Last week, I gave the Scrum Guide a fresh read.  I did this for the simple purpose of making sure I was remembering the rules of the game correctly, and not just having conversations based on echoes of memories.  It turns out that my understanding and recollection had not drifted very far, which was good news.  But it also turns out that I still think of “Scrum Master” as somewhat silly.  I re-read the manifesto, had the same impression, and was somewhat gratified to learn that I have the same taste as myself.

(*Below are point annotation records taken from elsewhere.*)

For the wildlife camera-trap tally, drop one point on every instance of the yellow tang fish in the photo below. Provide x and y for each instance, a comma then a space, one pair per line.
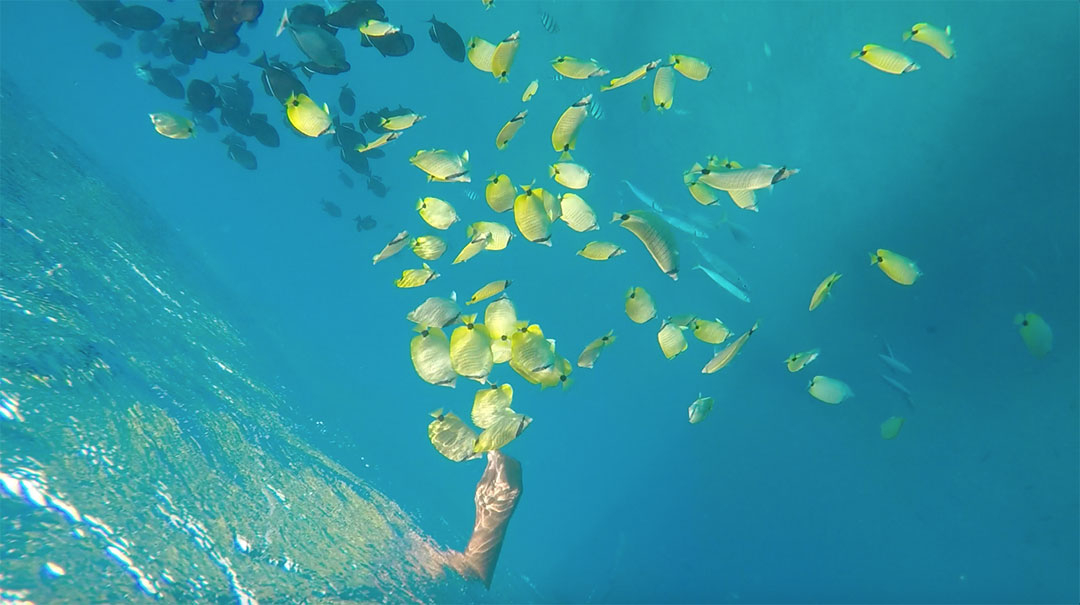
578, 68
829, 390
416, 278
634, 76
798, 361
436, 213
509, 130
672, 341
530, 90
592, 350
639, 305
936, 39
690, 67
502, 58
382, 139
569, 174
401, 122
657, 237
1036, 333
564, 136
576, 212
451, 437
308, 118
488, 291
500, 233
173, 126
663, 88
430, 350
899, 268
395, 245
724, 357
499, 192
601, 251
480, 53
428, 247
823, 290
890, 62
471, 350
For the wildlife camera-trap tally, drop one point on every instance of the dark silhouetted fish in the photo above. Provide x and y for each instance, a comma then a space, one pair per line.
448, 39
142, 18
161, 79
347, 101
110, 50
331, 209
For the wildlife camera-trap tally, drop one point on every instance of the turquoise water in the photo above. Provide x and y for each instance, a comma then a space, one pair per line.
230, 348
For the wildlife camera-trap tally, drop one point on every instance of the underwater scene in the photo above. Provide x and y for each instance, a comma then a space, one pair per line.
539, 301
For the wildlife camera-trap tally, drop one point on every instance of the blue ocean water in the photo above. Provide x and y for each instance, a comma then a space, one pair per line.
970, 166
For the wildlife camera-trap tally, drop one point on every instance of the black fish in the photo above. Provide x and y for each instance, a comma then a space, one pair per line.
365, 223
201, 96
278, 80
448, 39
331, 209
138, 17
110, 50
347, 101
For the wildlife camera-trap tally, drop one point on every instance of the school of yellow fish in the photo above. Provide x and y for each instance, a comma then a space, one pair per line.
449, 345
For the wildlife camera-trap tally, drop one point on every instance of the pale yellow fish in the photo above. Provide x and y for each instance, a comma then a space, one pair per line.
416, 278
172, 125
379, 142
531, 218
899, 268
577, 213
592, 350
885, 59
829, 390
710, 331
395, 245
663, 88
655, 232
502, 58
500, 233
307, 117
634, 76
401, 122
451, 437
1036, 333
569, 174
530, 90
476, 244
798, 361
499, 193
690, 67
428, 247
564, 136
891, 427
435, 312
639, 305
491, 402
578, 68
437, 213
601, 251
823, 290
724, 357
509, 130
488, 291
471, 349
430, 351
940, 40
672, 340
480, 53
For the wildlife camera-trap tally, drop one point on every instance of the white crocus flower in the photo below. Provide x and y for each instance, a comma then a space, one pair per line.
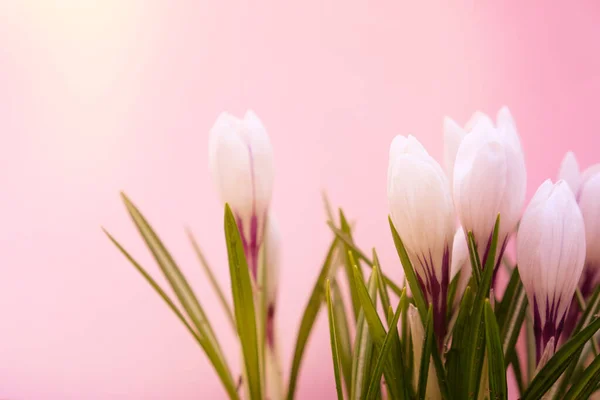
241, 163
550, 255
586, 187
489, 178
417, 333
422, 212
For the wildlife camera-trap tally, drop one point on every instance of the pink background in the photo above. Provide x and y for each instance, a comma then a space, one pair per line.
96, 97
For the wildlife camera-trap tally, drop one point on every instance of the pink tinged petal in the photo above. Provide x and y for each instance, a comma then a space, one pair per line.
551, 253
569, 171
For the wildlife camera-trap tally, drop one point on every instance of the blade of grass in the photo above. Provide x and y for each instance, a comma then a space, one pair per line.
343, 334
419, 300
386, 350
221, 369
385, 298
243, 303
211, 278
477, 337
426, 355
308, 319
550, 373
496, 367
174, 276
589, 312
393, 371
360, 255
363, 347
334, 344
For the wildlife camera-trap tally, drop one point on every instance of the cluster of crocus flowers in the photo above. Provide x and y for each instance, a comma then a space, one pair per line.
484, 177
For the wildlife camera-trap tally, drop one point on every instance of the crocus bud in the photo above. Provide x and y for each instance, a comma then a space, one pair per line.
417, 333
460, 263
490, 179
550, 255
586, 187
422, 212
241, 163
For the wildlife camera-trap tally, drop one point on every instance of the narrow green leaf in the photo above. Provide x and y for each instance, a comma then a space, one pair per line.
243, 302
385, 352
426, 355
550, 373
360, 255
457, 357
217, 363
475, 260
211, 278
514, 285
308, 319
583, 388
334, 344
409, 273
497, 371
349, 257
385, 298
477, 336
593, 306
174, 276
363, 345
420, 303
343, 335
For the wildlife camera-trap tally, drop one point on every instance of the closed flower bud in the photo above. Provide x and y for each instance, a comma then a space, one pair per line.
550, 255
241, 163
586, 187
422, 212
489, 178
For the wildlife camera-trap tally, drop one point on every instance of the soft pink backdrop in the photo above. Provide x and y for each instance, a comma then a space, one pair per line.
96, 97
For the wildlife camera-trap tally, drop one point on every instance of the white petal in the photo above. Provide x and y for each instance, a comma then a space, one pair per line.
551, 247
569, 171
273, 253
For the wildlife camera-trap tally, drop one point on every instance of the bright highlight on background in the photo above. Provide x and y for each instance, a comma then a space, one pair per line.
97, 97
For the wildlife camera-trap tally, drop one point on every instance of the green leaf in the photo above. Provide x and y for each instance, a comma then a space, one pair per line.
550, 373
343, 335
349, 257
220, 367
308, 319
243, 303
583, 388
591, 310
360, 255
334, 344
385, 298
475, 260
497, 371
211, 278
457, 357
385, 352
420, 303
476, 352
174, 276
426, 354
363, 346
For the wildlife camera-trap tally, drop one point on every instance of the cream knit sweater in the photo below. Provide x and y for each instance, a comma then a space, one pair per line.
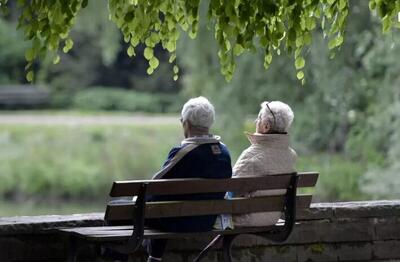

What is a Scrum Master, Anyway?

There’s a lot to like in the Scrum guide, but Scrum Master, in my opinion, just isn’t in that bucket.  At best, it’s a built in sales role for Scrum, and one that should become unnecessary as time passes.  The guide itself is pretty unambiguous about this: “the Scrum Master is responsible for ensuring Scrum is understood and enacted.”  Presumably, once Scrum is “understood and enacted,” the role need not exist.  At its worst, “Scrum Master” is an escape hatch for non-technical project managers in an agile world that largely proclaims them unnecessary (unless re-cast as BAs, product owners, or line managers).

InterruptionCop

Unfortunately, and in far too many organizations, I think that Scrum Master winds up at its worst.  Scrum falls under the umbrella of agile methodologies, and it says something right there in the agile manifesto (or, at least, the principles behind it) about how to organize teams: “the best architectures, requirements, and designs emerge from self-organizing teams.”  This describes a scenario in which empowered and engaged technical folks figure out how to deliver value to interested stakeholders without relying on traditional command and control structures.

In other words, agile teams (and, by extension, Scrum teams) don’t need managers or masters.  They need a “product owner” to represent the interests of the business and… well, that’s it.  They need someone to explain to them what’s needed out of the software and then it’s up to them to go do it.  It’s refreshingly grass-roots.